Titelseite "Wandlung"

Richard Jecht jr.
Wandlung

Eine Trilogie

"Ich konnte das Verfertigen, das allmähliche Hervorkommen der Texte über Jahre begleiten. Von Anfang an waren sie außergewöhnlich, beunruhigend, verstörend. Richard Jecht hat sie ... immer weiter zu Sprachkunstwerken geschliffen.(...)

Und wie in jedem derartigen Augenblick, da etwas zu einem Werk wird, vereinen die Texte Unterschiedliches: die Erfahrungen des Autors - darunter traumatische - verschmelzen mit denen seiner Generation, mit unserem geschichtlichen Herkommen, das immer entschiedener die zerstörerische Bestie zum Vorschein bringt: der Mensch als das noch nicht festgestellte Tier (Nietzsche).
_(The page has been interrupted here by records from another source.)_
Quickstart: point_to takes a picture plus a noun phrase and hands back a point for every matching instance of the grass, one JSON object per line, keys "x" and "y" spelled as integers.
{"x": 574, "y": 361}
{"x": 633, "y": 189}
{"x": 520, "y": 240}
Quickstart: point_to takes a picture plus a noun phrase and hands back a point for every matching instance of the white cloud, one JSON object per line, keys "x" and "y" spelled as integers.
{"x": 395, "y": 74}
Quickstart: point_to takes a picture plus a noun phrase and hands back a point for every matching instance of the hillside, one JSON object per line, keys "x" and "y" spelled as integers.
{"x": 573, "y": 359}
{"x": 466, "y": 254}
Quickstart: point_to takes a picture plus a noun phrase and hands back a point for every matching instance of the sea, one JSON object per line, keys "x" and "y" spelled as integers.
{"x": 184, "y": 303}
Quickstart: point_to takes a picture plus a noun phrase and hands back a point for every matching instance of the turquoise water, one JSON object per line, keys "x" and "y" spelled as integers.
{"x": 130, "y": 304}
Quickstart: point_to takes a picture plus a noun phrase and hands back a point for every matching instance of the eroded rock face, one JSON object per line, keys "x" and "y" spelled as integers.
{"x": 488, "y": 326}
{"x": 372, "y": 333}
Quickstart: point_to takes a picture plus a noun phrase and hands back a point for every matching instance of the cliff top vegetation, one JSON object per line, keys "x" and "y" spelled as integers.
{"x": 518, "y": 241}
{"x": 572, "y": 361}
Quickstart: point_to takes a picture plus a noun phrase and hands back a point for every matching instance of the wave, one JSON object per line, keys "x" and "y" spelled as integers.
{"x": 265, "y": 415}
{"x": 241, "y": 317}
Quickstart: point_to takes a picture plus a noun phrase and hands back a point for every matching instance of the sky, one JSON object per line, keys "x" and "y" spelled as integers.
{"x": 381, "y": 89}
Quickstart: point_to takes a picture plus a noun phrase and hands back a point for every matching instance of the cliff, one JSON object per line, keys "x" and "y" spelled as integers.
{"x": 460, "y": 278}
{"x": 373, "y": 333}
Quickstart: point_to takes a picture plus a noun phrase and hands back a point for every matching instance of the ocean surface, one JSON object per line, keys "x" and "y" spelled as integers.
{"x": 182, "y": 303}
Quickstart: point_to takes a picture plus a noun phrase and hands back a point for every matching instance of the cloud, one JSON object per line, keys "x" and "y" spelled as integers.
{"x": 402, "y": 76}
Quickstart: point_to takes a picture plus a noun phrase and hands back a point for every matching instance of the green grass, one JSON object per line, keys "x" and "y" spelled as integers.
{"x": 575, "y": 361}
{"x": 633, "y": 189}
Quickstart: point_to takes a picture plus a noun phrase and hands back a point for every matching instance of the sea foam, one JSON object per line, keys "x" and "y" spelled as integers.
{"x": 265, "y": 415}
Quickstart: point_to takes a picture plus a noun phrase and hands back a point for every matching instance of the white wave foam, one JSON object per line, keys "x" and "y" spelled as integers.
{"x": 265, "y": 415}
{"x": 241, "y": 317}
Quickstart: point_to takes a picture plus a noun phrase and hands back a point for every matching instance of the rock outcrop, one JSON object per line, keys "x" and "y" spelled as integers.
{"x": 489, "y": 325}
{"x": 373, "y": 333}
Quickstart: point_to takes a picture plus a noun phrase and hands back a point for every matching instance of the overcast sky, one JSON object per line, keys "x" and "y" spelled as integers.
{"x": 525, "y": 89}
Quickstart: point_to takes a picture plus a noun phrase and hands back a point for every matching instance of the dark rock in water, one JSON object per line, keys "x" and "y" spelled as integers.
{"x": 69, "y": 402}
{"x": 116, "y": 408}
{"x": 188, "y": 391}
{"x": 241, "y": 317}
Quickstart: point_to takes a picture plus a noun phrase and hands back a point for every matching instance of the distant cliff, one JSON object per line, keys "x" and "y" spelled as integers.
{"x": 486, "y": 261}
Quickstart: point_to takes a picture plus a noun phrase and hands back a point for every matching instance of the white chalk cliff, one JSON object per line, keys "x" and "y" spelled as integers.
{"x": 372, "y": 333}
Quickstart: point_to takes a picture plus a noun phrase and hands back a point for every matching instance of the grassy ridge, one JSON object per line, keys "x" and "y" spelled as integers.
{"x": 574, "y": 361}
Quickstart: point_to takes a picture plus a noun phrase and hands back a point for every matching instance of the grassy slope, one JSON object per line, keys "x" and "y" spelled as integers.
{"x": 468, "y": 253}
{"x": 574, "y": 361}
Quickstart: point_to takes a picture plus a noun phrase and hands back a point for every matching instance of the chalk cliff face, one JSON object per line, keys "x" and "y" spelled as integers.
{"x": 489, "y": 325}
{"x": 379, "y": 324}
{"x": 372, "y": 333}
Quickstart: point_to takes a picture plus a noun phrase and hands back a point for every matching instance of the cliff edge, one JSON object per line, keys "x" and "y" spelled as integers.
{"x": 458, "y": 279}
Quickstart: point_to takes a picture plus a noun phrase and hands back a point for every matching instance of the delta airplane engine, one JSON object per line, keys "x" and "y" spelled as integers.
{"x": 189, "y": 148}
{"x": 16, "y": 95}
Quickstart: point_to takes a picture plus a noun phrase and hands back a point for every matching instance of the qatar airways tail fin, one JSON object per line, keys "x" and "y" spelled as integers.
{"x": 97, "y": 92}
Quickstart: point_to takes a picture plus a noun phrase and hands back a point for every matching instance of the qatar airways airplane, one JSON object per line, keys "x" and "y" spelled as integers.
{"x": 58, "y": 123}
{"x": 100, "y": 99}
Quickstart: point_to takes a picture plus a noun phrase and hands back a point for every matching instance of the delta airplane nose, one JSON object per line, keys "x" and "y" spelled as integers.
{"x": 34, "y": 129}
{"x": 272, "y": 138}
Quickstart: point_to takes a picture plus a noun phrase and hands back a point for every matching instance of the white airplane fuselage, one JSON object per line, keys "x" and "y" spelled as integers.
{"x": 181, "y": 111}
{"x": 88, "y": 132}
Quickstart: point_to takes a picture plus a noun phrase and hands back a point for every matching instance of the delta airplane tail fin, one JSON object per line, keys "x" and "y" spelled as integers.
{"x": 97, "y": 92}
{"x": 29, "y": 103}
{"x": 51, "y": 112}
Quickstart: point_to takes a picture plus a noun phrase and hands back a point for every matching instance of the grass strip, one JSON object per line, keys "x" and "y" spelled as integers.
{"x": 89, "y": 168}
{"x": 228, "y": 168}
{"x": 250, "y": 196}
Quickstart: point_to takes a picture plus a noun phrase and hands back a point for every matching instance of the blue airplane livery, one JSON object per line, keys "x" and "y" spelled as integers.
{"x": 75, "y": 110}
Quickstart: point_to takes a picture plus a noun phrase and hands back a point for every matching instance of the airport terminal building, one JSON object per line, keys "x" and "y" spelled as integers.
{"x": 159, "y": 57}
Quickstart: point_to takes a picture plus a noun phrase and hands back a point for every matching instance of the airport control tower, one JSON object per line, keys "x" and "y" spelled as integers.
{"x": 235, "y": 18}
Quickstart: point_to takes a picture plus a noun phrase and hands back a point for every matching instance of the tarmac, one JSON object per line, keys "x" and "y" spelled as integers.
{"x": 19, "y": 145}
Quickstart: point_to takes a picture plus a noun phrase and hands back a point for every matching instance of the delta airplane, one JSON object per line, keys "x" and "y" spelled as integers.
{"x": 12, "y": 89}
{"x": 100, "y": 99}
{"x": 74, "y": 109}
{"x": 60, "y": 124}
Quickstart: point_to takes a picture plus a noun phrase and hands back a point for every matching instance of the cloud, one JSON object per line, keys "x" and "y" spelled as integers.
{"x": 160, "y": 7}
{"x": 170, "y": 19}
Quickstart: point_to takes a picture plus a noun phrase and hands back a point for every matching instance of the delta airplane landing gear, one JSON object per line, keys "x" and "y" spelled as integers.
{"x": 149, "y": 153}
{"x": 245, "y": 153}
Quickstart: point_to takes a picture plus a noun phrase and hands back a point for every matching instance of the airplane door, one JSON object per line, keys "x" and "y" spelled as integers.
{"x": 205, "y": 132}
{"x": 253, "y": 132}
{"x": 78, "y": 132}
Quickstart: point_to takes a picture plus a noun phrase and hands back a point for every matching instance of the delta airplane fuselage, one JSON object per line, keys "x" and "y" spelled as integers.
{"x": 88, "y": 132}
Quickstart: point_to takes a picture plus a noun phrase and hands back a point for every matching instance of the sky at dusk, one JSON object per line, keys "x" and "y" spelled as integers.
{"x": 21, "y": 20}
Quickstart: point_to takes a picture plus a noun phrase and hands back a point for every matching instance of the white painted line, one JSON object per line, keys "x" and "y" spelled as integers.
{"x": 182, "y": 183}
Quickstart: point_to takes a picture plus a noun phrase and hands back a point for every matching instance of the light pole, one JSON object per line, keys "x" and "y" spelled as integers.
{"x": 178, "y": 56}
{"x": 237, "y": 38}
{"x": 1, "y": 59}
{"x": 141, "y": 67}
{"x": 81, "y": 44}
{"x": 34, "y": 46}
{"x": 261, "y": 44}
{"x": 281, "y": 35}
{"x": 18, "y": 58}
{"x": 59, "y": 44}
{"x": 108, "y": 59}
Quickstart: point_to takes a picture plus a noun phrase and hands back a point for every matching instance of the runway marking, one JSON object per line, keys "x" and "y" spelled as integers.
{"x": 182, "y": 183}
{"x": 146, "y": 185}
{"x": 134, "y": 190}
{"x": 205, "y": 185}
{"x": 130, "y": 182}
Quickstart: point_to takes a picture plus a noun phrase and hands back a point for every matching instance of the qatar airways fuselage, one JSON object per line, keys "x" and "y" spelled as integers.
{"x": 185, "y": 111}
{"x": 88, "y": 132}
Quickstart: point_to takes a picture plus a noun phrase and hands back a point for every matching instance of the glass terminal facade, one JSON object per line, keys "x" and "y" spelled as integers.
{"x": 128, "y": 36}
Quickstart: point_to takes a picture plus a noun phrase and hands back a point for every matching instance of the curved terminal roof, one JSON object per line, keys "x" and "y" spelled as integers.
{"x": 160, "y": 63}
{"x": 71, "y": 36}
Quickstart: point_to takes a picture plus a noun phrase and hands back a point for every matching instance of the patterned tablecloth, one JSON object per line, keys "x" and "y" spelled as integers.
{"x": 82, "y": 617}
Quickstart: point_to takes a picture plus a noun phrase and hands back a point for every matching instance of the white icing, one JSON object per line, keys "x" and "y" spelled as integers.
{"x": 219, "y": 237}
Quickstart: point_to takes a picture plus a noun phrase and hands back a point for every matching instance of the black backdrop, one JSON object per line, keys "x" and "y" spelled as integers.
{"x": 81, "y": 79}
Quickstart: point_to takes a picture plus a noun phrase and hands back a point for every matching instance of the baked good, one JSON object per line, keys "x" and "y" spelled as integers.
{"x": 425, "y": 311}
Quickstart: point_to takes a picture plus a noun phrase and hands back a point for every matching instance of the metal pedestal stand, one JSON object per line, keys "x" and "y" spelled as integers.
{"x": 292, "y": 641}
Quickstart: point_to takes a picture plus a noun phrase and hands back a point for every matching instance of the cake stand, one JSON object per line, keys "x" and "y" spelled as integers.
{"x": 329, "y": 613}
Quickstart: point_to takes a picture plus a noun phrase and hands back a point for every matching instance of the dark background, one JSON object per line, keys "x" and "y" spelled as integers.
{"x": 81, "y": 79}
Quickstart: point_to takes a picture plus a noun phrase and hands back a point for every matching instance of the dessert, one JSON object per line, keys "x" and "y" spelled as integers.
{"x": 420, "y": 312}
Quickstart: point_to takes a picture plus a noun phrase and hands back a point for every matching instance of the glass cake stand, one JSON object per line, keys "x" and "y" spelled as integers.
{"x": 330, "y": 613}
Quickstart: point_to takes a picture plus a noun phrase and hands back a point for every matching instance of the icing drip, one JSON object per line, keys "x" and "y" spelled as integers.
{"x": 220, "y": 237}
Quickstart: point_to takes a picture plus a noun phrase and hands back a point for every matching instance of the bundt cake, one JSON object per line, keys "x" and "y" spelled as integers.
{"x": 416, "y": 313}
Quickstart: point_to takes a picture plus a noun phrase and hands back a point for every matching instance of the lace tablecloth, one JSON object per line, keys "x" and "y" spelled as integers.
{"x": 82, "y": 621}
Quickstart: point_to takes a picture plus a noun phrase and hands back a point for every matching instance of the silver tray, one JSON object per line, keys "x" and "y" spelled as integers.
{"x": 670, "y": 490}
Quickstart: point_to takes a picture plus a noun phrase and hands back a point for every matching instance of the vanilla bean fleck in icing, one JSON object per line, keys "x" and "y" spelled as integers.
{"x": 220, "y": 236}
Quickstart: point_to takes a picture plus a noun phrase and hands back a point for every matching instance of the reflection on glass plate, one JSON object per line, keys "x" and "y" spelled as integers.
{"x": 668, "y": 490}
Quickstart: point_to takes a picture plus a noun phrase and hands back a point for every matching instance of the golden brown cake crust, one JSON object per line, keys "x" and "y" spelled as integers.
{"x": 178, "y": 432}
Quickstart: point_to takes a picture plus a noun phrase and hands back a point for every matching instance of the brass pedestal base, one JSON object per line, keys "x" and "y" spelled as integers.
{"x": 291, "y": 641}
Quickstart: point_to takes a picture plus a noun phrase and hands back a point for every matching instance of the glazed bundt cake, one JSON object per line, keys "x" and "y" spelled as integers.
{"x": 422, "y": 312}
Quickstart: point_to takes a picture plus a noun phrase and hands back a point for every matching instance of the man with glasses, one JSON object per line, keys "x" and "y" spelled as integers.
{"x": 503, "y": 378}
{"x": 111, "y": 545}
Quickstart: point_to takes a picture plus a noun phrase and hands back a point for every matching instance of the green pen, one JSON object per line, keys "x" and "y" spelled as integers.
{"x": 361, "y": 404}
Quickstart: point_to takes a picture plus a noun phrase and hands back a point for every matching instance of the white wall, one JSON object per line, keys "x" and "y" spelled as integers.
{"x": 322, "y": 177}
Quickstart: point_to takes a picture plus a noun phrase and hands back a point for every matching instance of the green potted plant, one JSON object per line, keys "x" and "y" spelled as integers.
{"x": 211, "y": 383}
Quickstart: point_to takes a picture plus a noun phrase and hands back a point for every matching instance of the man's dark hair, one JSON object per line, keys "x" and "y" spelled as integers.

Durch die Texte zieht sich der Fluch einer Geschichte, die der Einzelne tragen muß, den die Vielen nie oder selten zu spüren scheinen und der gerade deshalb furchtbar gegenwärtig bleibt.(...)

Richard Jecht schreibt gegen eine zweitausendjährige Geschichte, und er schreibt in dieser..."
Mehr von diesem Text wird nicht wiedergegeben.